Borough in Pennsylvania, US

Jefferson Hills is a borough in Allegheny County, Pennsylvania, United States. In the 2020 census, the population was 12,424. It is part of the Pittsburgh metropolitan area.

Part of the West Jefferson Hills School District, Jefferson Hills was created as Jefferson Township. Incorporated on January 22, 1828, it was named after Thomas Jefferson. Before 1998, the borough was known as simply Jefferson.

==History==
This borough's history dates back to January 22, 1828, when it was created as a township from the old Township of Mifflin. At that time, the community was named Jefferson Township in honor of President Thomas Jefferson. In 1845, Snowden Township was formed from a part of Jefferson Township. Population of the township in 1860 was 1,601 persons, in 1870 it was 2,066 persons, and it reached a total population of 3,227 persons in 1880 (about equal to the population of 1930). Jefferson Township became a first-class township in 1914, and in 1950 Jefferson was chartered as a borough. The borough of Pleasant Hills seceded from Jefferson Township in 1947 and by so doing, drastically reduced the population and urbanized area of the township.

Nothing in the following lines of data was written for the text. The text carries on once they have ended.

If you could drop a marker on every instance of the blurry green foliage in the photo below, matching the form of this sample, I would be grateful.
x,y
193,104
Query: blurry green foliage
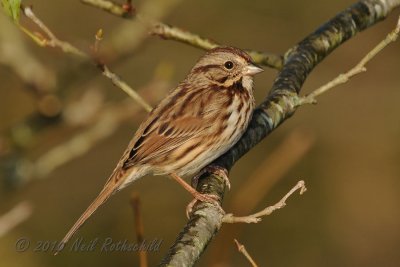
x,y
12,8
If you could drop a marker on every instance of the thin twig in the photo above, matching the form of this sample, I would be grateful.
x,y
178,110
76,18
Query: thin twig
x,y
14,217
242,249
168,32
139,228
124,10
256,217
52,40
66,47
121,84
359,68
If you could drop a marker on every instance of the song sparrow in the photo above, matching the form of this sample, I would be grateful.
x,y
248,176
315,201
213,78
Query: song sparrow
x,y
196,123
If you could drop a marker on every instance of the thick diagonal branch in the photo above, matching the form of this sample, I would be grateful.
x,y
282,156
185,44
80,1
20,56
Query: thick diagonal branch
x,y
279,105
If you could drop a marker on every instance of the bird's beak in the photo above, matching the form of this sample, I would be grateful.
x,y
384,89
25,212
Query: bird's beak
x,y
252,69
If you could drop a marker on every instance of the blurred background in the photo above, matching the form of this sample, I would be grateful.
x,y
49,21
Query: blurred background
x,y
64,126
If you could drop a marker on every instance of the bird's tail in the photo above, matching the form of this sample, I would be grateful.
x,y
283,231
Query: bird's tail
x,y
115,182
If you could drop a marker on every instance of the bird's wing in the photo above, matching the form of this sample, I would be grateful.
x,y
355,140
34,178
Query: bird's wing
x,y
164,137
178,119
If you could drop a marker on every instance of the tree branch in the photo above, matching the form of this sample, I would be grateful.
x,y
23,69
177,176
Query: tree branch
x,y
279,105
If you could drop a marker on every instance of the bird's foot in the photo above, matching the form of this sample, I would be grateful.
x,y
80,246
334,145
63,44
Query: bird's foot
x,y
215,169
213,199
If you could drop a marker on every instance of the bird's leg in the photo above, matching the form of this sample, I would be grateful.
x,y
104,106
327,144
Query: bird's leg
x,y
213,199
215,169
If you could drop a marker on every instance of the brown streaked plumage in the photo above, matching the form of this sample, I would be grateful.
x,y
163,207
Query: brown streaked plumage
x,y
198,121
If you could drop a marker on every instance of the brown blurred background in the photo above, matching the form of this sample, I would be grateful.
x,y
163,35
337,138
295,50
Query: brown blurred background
x,y
347,148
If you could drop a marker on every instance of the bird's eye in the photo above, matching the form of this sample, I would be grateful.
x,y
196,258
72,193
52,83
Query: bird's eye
x,y
228,65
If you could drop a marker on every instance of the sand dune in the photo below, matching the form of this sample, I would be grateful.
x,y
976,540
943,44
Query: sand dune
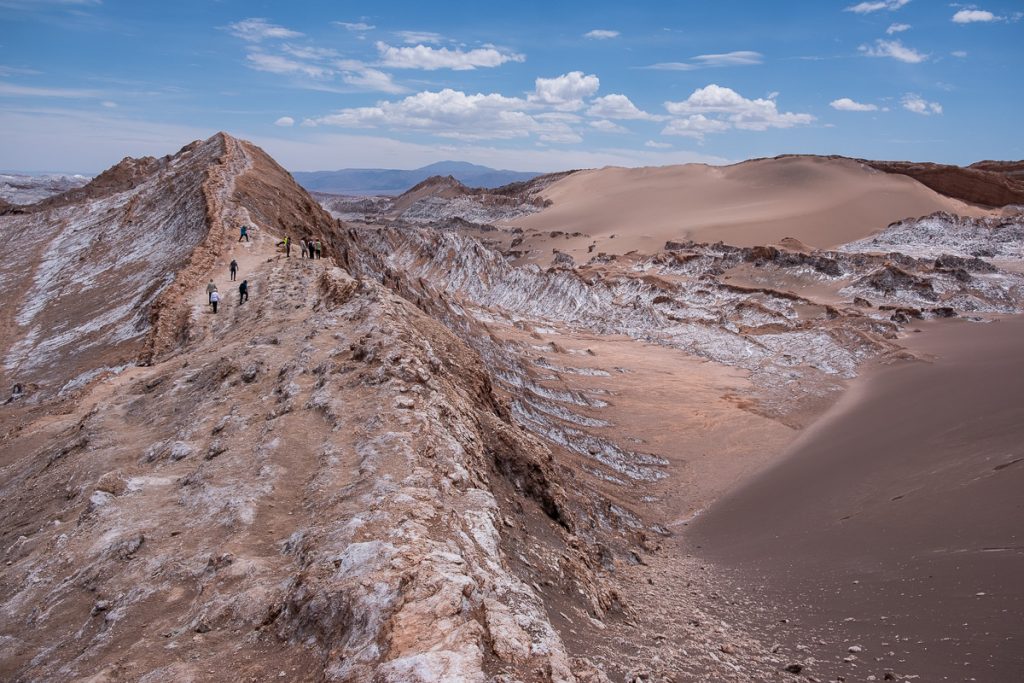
x,y
821,202
877,525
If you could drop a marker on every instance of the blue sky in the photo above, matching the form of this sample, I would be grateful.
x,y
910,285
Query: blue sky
x,y
523,85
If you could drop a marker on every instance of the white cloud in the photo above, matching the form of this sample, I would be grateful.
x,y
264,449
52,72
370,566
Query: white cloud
x,y
564,92
729,110
255,30
356,27
606,126
416,37
456,115
975,15
431,58
894,49
308,52
372,79
868,7
918,104
88,142
321,148
12,90
694,126
274,63
601,34
616,107
452,114
736,58
847,104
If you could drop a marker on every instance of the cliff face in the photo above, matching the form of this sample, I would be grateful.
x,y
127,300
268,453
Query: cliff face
x,y
987,183
318,481
411,460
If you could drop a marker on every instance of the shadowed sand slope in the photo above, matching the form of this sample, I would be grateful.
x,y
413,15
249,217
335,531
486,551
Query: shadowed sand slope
x,y
901,514
821,202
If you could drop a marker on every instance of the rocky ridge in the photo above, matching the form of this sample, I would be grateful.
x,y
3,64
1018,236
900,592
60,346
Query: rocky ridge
x,y
403,462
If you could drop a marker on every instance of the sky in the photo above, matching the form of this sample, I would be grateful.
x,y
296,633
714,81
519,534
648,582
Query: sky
x,y
535,86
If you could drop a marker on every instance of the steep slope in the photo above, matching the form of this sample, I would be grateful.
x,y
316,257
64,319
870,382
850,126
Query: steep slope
x,y
104,278
320,481
987,183
415,459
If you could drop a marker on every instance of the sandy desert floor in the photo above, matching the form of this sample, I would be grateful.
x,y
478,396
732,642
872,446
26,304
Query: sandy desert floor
x,y
820,202
895,522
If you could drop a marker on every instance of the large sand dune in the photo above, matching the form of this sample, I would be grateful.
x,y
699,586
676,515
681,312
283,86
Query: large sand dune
x,y
900,513
821,202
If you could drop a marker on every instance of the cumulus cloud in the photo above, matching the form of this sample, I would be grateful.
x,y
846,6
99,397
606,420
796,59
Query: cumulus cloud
x,y
894,49
847,104
736,58
356,27
417,37
255,30
308,52
564,92
616,107
606,126
275,63
975,15
918,104
728,110
601,34
868,7
431,58
371,79
694,126
457,115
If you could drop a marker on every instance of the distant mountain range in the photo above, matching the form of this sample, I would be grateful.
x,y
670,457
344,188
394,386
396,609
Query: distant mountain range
x,y
395,181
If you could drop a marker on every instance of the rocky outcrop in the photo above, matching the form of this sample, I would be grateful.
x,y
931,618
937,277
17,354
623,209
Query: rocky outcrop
x,y
987,183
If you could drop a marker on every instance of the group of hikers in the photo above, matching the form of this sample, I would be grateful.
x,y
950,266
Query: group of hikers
x,y
307,249
214,295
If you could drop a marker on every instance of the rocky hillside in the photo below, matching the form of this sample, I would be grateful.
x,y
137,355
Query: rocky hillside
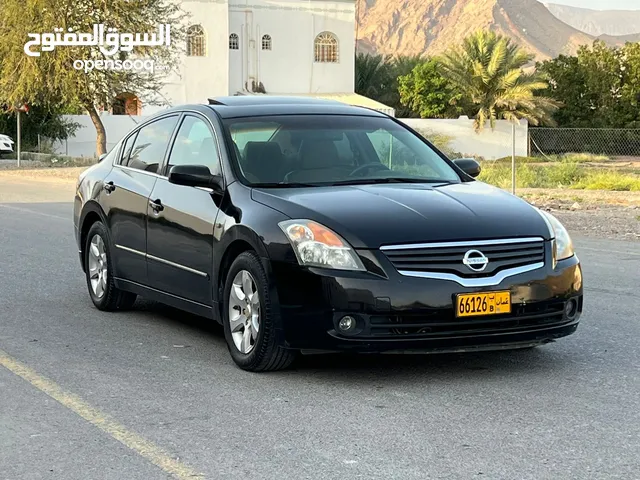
x,y
596,22
412,27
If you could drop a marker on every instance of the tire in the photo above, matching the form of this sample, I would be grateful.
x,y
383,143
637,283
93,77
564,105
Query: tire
x,y
256,344
97,257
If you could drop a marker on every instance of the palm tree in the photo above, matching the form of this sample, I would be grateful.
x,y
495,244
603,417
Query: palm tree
x,y
377,78
488,69
374,77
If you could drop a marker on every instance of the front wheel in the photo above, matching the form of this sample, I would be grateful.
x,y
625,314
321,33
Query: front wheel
x,y
250,328
98,265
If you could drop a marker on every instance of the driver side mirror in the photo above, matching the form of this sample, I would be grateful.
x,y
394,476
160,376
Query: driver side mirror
x,y
469,166
196,176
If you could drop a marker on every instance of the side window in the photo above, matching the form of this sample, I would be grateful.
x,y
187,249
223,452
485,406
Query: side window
x,y
397,155
195,145
126,150
151,144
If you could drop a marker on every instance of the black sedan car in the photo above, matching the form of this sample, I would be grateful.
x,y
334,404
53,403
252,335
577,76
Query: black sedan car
x,y
307,226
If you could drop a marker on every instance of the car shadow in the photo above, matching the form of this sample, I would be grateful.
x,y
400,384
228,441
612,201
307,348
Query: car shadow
x,y
373,367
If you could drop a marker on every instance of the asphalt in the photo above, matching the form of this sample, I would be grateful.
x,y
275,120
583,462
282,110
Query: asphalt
x,y
568,410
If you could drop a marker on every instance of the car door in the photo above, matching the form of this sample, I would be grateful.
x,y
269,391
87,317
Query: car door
x,y
181,218
126,195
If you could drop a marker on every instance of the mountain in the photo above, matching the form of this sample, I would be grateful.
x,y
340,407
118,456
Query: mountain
x,y
596,22
410,27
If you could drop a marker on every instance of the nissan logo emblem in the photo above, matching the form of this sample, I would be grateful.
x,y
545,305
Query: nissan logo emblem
x,y
475,260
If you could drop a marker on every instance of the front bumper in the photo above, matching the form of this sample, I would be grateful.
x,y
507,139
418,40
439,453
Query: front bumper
x,y
400,313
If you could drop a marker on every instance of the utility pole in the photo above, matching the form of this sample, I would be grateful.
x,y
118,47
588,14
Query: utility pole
x,y
18,140
513,159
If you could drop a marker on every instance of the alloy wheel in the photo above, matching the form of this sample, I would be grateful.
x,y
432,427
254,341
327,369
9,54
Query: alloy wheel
x,y
98,266
244,312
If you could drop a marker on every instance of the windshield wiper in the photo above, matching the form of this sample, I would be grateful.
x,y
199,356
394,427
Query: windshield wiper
x,y
283,185
366,181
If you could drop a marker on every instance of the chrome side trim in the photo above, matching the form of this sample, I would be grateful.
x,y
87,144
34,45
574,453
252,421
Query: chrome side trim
x,y
497,279
137,170
162,260
478,243
131,250
177,265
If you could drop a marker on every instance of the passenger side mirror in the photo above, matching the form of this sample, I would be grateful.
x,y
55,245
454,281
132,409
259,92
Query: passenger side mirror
x,y
196,176
469,166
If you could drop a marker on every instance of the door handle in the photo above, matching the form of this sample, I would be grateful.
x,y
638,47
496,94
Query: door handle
x,y
156,205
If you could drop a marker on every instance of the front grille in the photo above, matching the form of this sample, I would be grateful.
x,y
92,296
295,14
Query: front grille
x,y
448,258
442,324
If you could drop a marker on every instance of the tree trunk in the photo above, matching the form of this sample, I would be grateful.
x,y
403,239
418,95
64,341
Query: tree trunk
x,y
101,134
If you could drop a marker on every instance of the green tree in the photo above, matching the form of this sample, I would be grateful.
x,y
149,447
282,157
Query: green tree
x,y
599,87
489,71
376,77
51,79
46,121
426,92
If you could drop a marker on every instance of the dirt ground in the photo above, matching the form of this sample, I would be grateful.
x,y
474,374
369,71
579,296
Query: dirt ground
x,y
601,214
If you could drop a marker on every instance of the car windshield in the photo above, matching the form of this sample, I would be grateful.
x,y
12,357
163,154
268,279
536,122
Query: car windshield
x,y
320,150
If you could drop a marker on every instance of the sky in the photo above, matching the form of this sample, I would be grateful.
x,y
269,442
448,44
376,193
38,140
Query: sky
x,y
600,4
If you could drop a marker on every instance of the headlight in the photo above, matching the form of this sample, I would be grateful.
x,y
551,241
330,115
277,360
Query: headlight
x,y
317,246
563,246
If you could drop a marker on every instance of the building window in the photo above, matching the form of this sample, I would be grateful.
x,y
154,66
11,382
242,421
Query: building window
x,y
126,104
326,48
234,42
196,41
266,42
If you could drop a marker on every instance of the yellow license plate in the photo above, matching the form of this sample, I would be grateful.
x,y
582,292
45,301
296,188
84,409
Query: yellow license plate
x,y
479,304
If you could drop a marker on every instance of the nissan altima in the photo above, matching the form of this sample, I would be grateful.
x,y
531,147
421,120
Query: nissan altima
x,y
311,226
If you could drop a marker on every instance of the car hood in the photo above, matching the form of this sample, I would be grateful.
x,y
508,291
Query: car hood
x,y
369,216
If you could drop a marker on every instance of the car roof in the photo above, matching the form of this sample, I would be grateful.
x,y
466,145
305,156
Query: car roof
x,y
259,105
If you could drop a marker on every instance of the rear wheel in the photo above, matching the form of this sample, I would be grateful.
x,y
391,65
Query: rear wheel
x,y
250,326
98,265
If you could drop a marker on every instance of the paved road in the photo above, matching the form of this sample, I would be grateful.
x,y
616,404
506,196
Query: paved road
x,y
152,393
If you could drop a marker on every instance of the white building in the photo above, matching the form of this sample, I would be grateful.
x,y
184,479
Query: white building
x,y
273,47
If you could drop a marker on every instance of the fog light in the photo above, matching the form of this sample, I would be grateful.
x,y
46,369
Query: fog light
x,y
347,324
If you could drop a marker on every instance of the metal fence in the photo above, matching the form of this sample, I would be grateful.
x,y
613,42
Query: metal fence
x,y
611,142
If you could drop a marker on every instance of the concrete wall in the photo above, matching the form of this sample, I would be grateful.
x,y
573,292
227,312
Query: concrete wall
x,y
199,78
463,139
490,144
293,25
83,144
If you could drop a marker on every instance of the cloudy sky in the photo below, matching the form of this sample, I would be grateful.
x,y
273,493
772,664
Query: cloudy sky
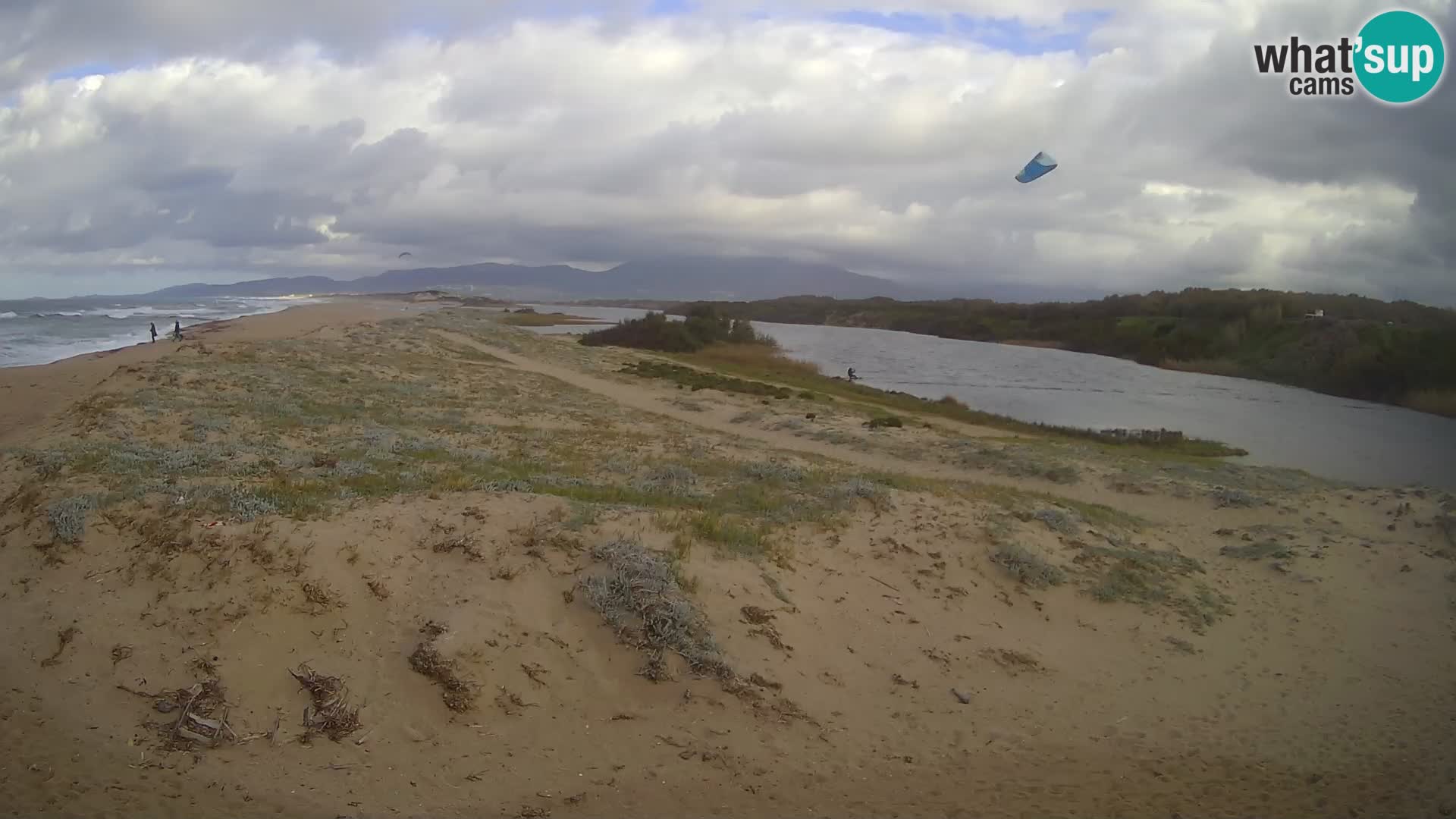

Jefferson Hills is located along the southern border of Allegheny County and is primarily residential in nature, with approximately one-third of its area presently being used for residential purposes. The residential use is primarily single-family dwellings with slightly over one percent being multiple-family units. Another third of the borough exists in the form of open space and or vacant ground, with the balance being made up of industrial, commercial, mining, and farming land uses.

Present development has occurred almost exclusively in the flat upland areas. These developments are scattered and separated by large open tracts and or hills and valleys.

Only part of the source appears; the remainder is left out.